Senate Considers D.C. Voting Rights Bill
Article audio sponsored by The John Birch Society

It’s no secret that the D.C. seat would be a Democratic one, and the Utah seat a Republican one, this move described by some as the carrot-on-the-stick method in order to garner Republican support for the bill. The bill has much Democratic support, while a similar bill saw support in the House in 2007, so expectations are that it will pass easily — unless elected representatives can be persuaded otherwise.

While still in the Senate, President Obama cosponsored this legislation, ensuring a quick signature should the bill arrive on his desk. The bill’s chief sponsor, Senator Joseph I. Lieberman (I-Conn.), told the packed chamber that D.C. citizens are “the only residents of a democratically ruled national capital in the world who have no say” in how their nation is governed. “It’s time to right this injustice.”

That was countered by opponent Senate Minority Whip Jon Kyl (R-Ariz.). According to the Constitution’s instructions the House Representatives are to be chosen by “the people of the several states,” said Kyl, noting that the District is not a state. The District does not need a representative, he contended. He also argued the goal of this amendment is “to expand the District’s share of federal spending,” further arguing that the District “already has representation in Congress — 100 senators and 435 House members.”

D.C. does have non-voting representation in the Senate and the House currently in the persons of Senator Paul Strauss, proud Obama delegate, and House Delegate Eleanor Holmes Norton. They have a voice, entering into debates, but minus voting privileges. Strauss sees this as a “politically biased exploitation of the district by a selfish right wing coalition who does not want the voices of DC residents to be empowered on an national level.” He framed a question on his website in the exact same way Lieberman did: “How can it be that the capitol city of the largest democracy in the world lacks representation for its own citizens?”

Treating the District of Columbia as a congressional district in our Republic is not in the Constitution. Besides the constitutional provision stating that members of the House shall be chosen by the people of “the several states,” there are other considerations as well such as how the federally created territory and its government is set up. Congress has exclusive legislation over D.C., and appropriates money directly to the D.C. government, including costs for security and other services, with the court system operating differently from other states, too.

Because of an incident on June 21, 1783, when Continental soldiers, demanding backpay, surrounded the Hall of Congress in Philadelphia complete with muskets aimed at the windows, Congress left that city, and decided it would be best to protect the integrity of their deliberations by establishing a separate territory in which to meet. The Virginia delegates said of the incident: “What pernicious instruments Congress might have been made in the hands of a Lawless band of Armed Desperado’s, and what fatal consequences might have ensued to the Union in General, had they [Congress] remained impotent and passive Spectators of the most outrageous Insult to the Government.”

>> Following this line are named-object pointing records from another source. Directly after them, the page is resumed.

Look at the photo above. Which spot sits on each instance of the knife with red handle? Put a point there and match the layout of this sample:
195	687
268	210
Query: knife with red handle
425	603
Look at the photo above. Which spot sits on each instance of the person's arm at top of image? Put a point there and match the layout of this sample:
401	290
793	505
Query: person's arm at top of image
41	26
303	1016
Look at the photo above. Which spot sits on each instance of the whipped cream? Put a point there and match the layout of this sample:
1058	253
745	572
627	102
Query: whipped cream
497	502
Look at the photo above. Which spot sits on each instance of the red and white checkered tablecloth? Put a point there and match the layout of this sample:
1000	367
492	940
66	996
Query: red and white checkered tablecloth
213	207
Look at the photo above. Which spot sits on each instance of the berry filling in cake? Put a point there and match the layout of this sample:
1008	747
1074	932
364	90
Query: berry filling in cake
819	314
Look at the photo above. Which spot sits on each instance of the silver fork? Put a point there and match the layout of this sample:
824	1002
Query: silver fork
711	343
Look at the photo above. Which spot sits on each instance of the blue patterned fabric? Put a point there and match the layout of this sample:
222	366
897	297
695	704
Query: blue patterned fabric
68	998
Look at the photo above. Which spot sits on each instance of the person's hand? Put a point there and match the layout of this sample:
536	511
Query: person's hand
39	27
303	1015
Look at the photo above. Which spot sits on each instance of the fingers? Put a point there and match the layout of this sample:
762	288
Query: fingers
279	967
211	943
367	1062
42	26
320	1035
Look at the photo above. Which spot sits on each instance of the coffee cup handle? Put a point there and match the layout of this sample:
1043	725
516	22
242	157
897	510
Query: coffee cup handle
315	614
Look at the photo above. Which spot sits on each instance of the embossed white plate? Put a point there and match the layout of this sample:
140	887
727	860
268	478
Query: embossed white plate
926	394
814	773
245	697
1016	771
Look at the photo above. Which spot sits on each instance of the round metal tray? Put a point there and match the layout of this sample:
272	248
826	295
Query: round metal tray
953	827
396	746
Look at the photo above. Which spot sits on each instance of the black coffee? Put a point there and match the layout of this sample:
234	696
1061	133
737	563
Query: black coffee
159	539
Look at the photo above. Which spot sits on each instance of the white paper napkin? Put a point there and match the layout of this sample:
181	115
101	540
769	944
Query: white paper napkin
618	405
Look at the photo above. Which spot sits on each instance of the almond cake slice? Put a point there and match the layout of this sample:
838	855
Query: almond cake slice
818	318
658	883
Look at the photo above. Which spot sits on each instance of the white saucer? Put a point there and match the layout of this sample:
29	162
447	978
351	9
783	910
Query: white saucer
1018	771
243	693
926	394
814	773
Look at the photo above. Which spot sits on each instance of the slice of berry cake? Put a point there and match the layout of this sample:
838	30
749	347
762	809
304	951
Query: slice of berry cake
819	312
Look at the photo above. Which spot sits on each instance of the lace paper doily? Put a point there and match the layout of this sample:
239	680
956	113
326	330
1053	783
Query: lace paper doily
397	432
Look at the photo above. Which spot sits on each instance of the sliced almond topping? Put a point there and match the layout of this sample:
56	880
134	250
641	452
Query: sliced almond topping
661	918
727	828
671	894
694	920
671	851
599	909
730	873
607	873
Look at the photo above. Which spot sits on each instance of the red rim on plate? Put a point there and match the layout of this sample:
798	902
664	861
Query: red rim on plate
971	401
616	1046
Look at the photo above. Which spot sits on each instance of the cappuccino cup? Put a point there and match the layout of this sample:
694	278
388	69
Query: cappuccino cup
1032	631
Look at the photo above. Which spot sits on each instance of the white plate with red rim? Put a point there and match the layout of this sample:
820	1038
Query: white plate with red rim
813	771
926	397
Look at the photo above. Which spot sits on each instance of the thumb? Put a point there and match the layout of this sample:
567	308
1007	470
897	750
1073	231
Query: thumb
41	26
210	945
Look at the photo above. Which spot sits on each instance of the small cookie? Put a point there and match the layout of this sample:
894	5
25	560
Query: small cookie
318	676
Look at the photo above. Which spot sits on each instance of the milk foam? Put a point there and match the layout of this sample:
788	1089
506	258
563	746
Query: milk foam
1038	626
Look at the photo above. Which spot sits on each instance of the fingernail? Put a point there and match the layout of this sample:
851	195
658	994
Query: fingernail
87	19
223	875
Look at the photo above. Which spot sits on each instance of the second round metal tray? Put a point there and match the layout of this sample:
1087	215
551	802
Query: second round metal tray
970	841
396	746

In modern times the tools of the method to achieve agenda are a little different. As Congressman Ron Paul has stated, Washington D.C., “is a vast megalopolis, every nook and cranny stuffed with lobbyists, lawyers, and a hundred thousand species of tax-eater. The sleepy old boulevards of the 1920s are now shadowed between great glittering ziggurats of glass and marble, where millions of administrative assistants to the Department of Administrative Assistance toil away at sending memos to each other.”

It is indeed not a city in service to its citizens, but a fire-breathing freedom-gobbling leviathan committed to unchecked growth and expansion of the government that feeds it.

Expecting the bill might face some legal action because of its constitutional unsoundness, the sponsors have a built-in battle plan in the text of the bill:

If any action is brought to challenge the constitutionality of any provision of this Act or any amendment made by this Act, the following rules shall apply:

1. The action shall be filed in the United States District Court for the District of Columbia and shall be heard by a 3-judge court convened pursuant to section 2284 of title 28, United States Code.

2. A copy of the complaint shall be delivered promptly to the Clerk of the House of Representatives and the Secretary of the Senate.

3. A final decision in the action shall be reviewable only by appeal directly to the Supreme Court of the United States. Such appeal shall be taken by the filing of a notice of appeal within 10 days, and the filing of a jurisdictional statement within 30 days, of the entry of the final decision.

4. It shall be the duty of the United States District Court for the District of Columbia and the Supreme Court of the United States to advance on the docket and to expedite to the greatest possible extent the disposition of the action and appeal.

The newly proposed law must be rejected on constitutional grounds, with a negative vote by those who have sworn to uphold the Constitution being the only answer. If passed, it would certainly set the stage for the creation of two new Senate seats, heavily tipping the scales in favor of Democrats.